I have used regExp quit a bit of times but still far from being an expert. This time I want to validate a formula (or math expression) by regExp. The difficult part here is to validate proper starting and ending parentheses with in the formula.
I believe, there would be some sample on the web but I could not find it. Can somebody post a link for such example? or help me by some other means?
Languages with matched nested parentheses are not regular languages and can therefore not be recognized by regular expressions. Some implementations of regular expression (for example in the .NET framework) have extensions to deal with this but that is really no fun to work with. So I suggest to use an available parser or implement a simple parser yourself (for the sake of fun).
For the extension in the .NET implementation see the MSDN on balancing groups.
If your mathematical expression involves matched nested parenthesis, then it's not a regular grammar but a context-free one and as such, can not be parsed using regex.
How can I describe the language
A → AA | ( A ) | ε
generates using regular expressions?
Regular expressions accept strings from regular languages. Regular languages can also be accepted by an FSM.
There's an potentially infinite number of brackets in your language that you have to match up. That means you need an infinite state, obviously impossible in any Finite State Machine. Therefore, your language isn't regular and can't be matched with a regex.
Regular expressions cannot match nesting brackets.

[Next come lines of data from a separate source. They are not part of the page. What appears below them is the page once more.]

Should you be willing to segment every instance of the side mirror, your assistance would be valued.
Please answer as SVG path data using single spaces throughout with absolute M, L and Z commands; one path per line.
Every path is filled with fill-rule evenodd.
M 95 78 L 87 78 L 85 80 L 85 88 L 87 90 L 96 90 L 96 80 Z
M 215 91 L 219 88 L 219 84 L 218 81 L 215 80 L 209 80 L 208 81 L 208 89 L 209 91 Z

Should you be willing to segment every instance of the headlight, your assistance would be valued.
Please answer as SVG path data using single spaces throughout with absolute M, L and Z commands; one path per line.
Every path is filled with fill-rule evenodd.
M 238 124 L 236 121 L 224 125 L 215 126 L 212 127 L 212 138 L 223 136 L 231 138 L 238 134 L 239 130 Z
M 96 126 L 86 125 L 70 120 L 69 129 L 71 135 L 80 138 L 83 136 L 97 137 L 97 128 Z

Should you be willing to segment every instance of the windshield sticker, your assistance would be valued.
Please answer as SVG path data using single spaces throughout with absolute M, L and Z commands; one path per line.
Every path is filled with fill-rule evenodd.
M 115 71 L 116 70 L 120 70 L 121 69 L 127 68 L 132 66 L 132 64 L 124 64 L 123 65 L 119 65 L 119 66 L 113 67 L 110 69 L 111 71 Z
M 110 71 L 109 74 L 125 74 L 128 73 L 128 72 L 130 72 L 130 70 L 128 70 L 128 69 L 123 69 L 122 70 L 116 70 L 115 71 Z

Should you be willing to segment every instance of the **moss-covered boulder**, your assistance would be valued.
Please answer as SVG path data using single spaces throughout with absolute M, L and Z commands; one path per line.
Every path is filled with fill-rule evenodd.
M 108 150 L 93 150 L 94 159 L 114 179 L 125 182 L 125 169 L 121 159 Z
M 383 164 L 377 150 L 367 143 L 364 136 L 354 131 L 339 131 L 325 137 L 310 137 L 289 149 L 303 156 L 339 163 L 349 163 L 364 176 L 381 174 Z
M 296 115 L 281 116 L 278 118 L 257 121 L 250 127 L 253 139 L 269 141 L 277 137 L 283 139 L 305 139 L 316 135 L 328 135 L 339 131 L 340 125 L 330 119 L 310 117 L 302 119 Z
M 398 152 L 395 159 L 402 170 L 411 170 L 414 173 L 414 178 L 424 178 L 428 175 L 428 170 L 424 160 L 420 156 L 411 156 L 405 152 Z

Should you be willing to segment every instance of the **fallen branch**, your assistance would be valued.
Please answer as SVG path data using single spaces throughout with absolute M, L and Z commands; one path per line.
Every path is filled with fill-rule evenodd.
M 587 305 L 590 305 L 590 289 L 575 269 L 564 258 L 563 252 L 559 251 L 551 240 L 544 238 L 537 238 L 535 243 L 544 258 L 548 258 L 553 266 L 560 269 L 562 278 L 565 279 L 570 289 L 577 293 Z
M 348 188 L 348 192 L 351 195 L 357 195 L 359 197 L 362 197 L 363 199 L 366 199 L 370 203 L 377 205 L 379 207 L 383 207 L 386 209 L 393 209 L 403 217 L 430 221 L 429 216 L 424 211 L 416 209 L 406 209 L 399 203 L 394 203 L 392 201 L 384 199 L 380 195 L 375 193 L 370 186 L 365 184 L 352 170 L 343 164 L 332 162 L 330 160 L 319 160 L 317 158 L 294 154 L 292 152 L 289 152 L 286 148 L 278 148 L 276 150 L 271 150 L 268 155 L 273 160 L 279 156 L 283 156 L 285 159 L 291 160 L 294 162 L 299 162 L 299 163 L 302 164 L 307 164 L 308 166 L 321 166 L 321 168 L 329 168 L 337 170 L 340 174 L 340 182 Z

I'm not sure about how you could notate that language, but that language isn't regular, as can be shown using the pumping lemma for regular languages (and thus, it can't be noted by a regex). An intuitive explanation is that accepting words from that language would require the FDA to 'remember' the number of opening parenthesis that it just read every time it begins to read closing parenthesis, and that isn't possible for them as they have no 'memory'. A push-down automaton, on the other hand...
Could that language be noted as {(n)n}*, for any n?
You can't - regular expressions can only recognise a small subset of possible languages. In particular, informally, any language that requires an unbounded amount of memory potentially to recognise is not RE recognisable.
Here, you'd need an unbounded amount of memory to remember how many opening parentheses you've seen in order to make sure the number of closing parentheses are the same.
You'll need some mechanism that is capable of parsing Context-Free Grammars to be able to recognise languages described by BNF in general. Modern parsers are very good at this!
As others have said you cannot do this with a single regular expression, however you can tokenize it with two "\(" and "\)". Seeing that your language can only have brackets in it though I'm not sure this is going to be very useful.
Note: You will also need a passer to ensure the brackets are paired up correctly. So “(()()” will tokenize but will not parse.